Speaker Normalization and Adaptation
The aim of speaker normalization and adaptation is to remove the speaker-dependent variations and thus model relevant details in the speech signal more accurate.
The words of the recognition systems vocabulary are usually modelled as sequences of phonemes given by the so-called pronunciation lexicon. To capture coarticulation effects present in fluent speech, these phonemes are usually modelled dependent on their immediate neighbouring phonemes, their context. Across-word models capture the context dependency of the phonemes not only within the words, which is relatively easy to implement, but also across word boundaries. For high recognition performance across-word models are important.
When across word models are used there are two possibilities to model the word boundaries:
Since the transcription of the training data contains no information on which kind of word transition occurred, this decision has to be made during the training process. Different methods for making this decision were investigated and compared regarding complexity and word error rate performance.
Compared to the baseline within-word model system the application of across-word models resulted in improvements by 7% - 10% relative in word error rate on several corpora.
In large vocabulary speech recognition, words are modelled as sequences of usually phonetically motivated sub-word units, compiled in a pronunciation dictionary. Extending the vocabulary requires phonetic transcriptions for all words to be known. Generating these manually is a time-consuming and error prone task. Moreover spontaneous and conversational speech often deviates considerably from the standard pronunciation. This mismatch impairs recognition performance considerably. The goals of this project are to improve the pronunciation models for common words, and to find baseforms for novel words automatically.
We developed a method for determining the optimal (maximum likelihood) pronunciation of a word from acoustic sample utterances. Since unrestricted phoneme recognition on a single utterance has an unacceptably high error rate, our algorithm operates on multiple samples. Our novel search algorithm performs global optimization with respect to all acoustic evidence. Unlike previous work in this field it is able to generate phoneme graphs. Phoneme graphs are an efficient representation of alternative pronunciations and can be used to estimate stochastic pronunciation models. In preliminary experiments on the VERBMOBIL corpus, phoneme error rates below 5% with respect to the standard pronunciation were achieved with 20 sample utterances per word. This is a 90% improvement with respect to the 50% error rate when using only a single utterance per word.
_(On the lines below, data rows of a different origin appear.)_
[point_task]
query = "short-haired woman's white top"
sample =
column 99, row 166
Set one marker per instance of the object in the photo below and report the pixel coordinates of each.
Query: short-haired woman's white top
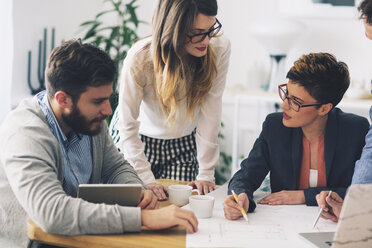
column 139, row 111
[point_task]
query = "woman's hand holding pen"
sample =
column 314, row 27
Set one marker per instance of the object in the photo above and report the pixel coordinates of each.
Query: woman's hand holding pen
column 232, row 209
column 331, row 205
column 289, row 197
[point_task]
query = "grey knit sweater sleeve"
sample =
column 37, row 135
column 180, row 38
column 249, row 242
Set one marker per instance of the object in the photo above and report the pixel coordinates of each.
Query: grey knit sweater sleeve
column 31, row 165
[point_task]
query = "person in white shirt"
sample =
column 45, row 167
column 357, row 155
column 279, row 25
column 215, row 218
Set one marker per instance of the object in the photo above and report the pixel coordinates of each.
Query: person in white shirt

The central objective of discriminative training criteria is to consider both class-internal as well as class-external data to train pattern recognition systems in order to improve class separability and therefore recognition performance. In this project, discriminative training criteria were used to train speech and image object recognition applications.
For the purpose of the evaluation of discriminative training criteria, approaches to unify different criteria and the corresponding optimization methods were developed. Furthermore, certain asymptotic properties of several discriminative criteria were proved, which closely relate discriminative criteria to the true Bayes error rate.
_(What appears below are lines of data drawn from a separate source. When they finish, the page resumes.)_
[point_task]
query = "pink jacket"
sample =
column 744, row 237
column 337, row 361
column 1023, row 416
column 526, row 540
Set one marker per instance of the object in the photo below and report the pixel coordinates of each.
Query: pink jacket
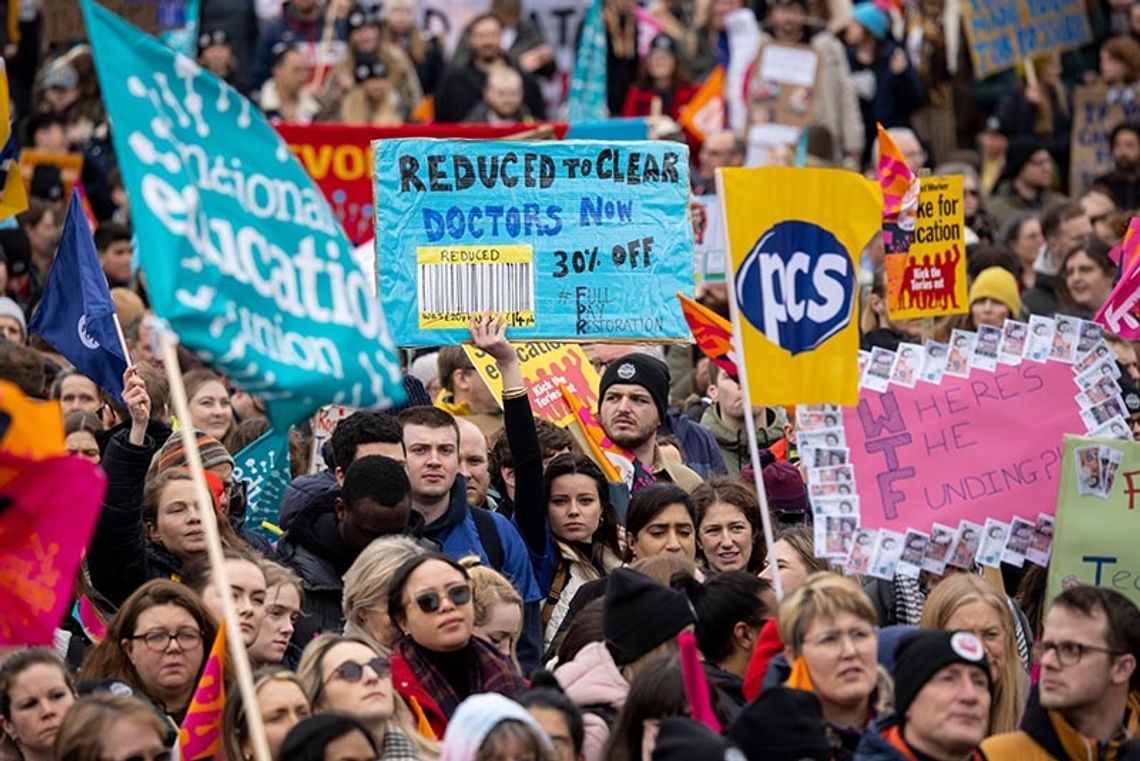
column 593, row 679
In order to further optimize the efficiency of discriminative training for large vocabulary speech recognition applications, methods were developed to speed up and restrict the search for competing word hypotheses on the training data.
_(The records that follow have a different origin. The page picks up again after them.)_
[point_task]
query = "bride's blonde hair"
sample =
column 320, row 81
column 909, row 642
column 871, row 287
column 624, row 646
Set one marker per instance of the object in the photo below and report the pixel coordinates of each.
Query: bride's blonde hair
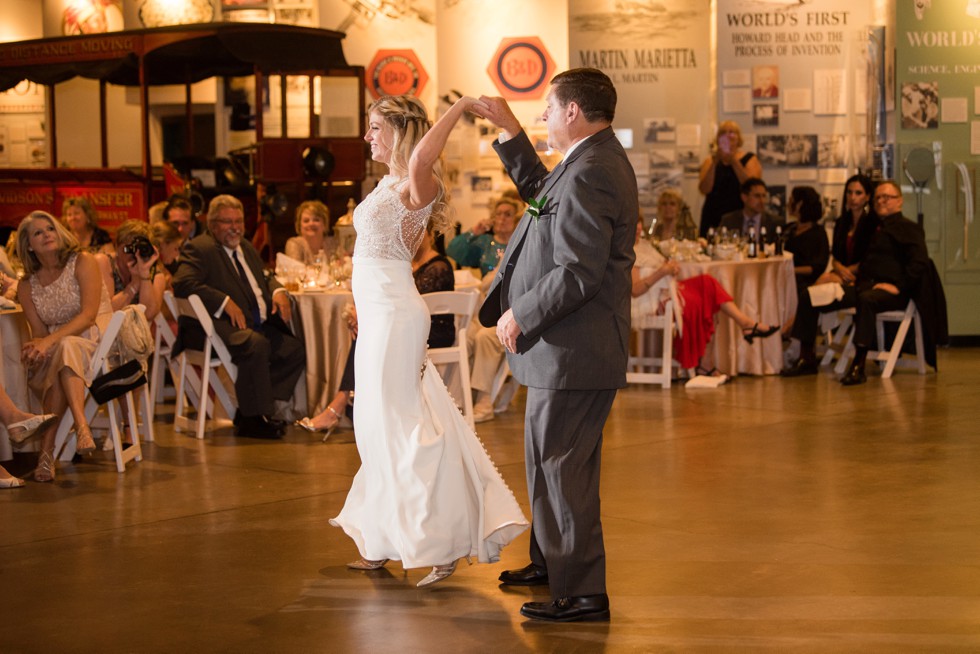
column 409, row 122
Experiments for large vocabulary discriminative training initially were performed on clean read speech only. In order to investigate the robustness of discriminative training criteria, extensive experiments were performed on spontaneous speech tasks. Unfortunately, the improvements on the German VERBMOBIL task were not very high. In the best case the word error rate was reduced from 17.6% for Maximum-Likelihood training down to 17.1% for Maximum-Mutual-Information training.